Konkreter wurde es im vergangenen September. Diesmal hatten sich die Beteiligten auf einen Gebäudeteil des Seniorenzentrums Haarentor am Schützenweg verständigt (NWZ berichtete). In dem Anbau, in dem zuvor Schüler der Landwirtschaftlichen Untersuchungs- und Forschungsanstalt (LUFA) untergebracht waren, sollten schon bald Drogen- und Alkoholkranke beraten werden.

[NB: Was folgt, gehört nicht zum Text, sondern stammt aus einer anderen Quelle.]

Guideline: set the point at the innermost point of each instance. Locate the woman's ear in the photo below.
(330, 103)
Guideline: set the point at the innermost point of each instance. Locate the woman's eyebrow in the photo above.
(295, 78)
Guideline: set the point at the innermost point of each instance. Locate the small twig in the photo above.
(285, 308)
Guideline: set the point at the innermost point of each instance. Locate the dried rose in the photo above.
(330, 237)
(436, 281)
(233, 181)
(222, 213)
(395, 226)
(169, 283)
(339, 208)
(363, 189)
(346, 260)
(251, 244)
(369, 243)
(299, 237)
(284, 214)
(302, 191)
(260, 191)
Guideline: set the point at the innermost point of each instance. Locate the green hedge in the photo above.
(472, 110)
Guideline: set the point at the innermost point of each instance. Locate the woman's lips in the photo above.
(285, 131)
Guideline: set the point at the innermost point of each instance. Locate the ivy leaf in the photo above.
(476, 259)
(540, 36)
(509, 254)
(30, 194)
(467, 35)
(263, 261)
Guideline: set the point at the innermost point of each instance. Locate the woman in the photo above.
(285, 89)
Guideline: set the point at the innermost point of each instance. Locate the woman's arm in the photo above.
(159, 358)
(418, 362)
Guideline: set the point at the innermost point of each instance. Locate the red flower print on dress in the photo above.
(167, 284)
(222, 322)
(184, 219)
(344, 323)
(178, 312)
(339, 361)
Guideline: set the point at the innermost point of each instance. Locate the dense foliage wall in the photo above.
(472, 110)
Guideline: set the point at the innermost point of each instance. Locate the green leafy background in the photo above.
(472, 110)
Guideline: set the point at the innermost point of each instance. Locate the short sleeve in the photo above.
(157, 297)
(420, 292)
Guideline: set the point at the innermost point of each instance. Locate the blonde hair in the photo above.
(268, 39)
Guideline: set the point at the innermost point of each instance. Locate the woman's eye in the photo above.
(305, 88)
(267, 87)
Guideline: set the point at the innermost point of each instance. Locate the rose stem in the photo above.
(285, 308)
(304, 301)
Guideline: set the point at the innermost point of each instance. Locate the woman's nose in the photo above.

Die Pläne sorgten jedoch für massive Proteste in der Nachbarschaft. Insbesondere die Elternvertreter der nahe gelegenen Kindergärten und der Grundschule machten sich Sorgen um die Sicherheit. In der Schule und in den Kindergärten wurden Unterschriften gegen die Ansiedlung gesammelt. Letztlich zogen Stadt und Diakonie die Pläne zurück. Als Gründe wurden offiziell aber baurechtliche Aspekte genannt.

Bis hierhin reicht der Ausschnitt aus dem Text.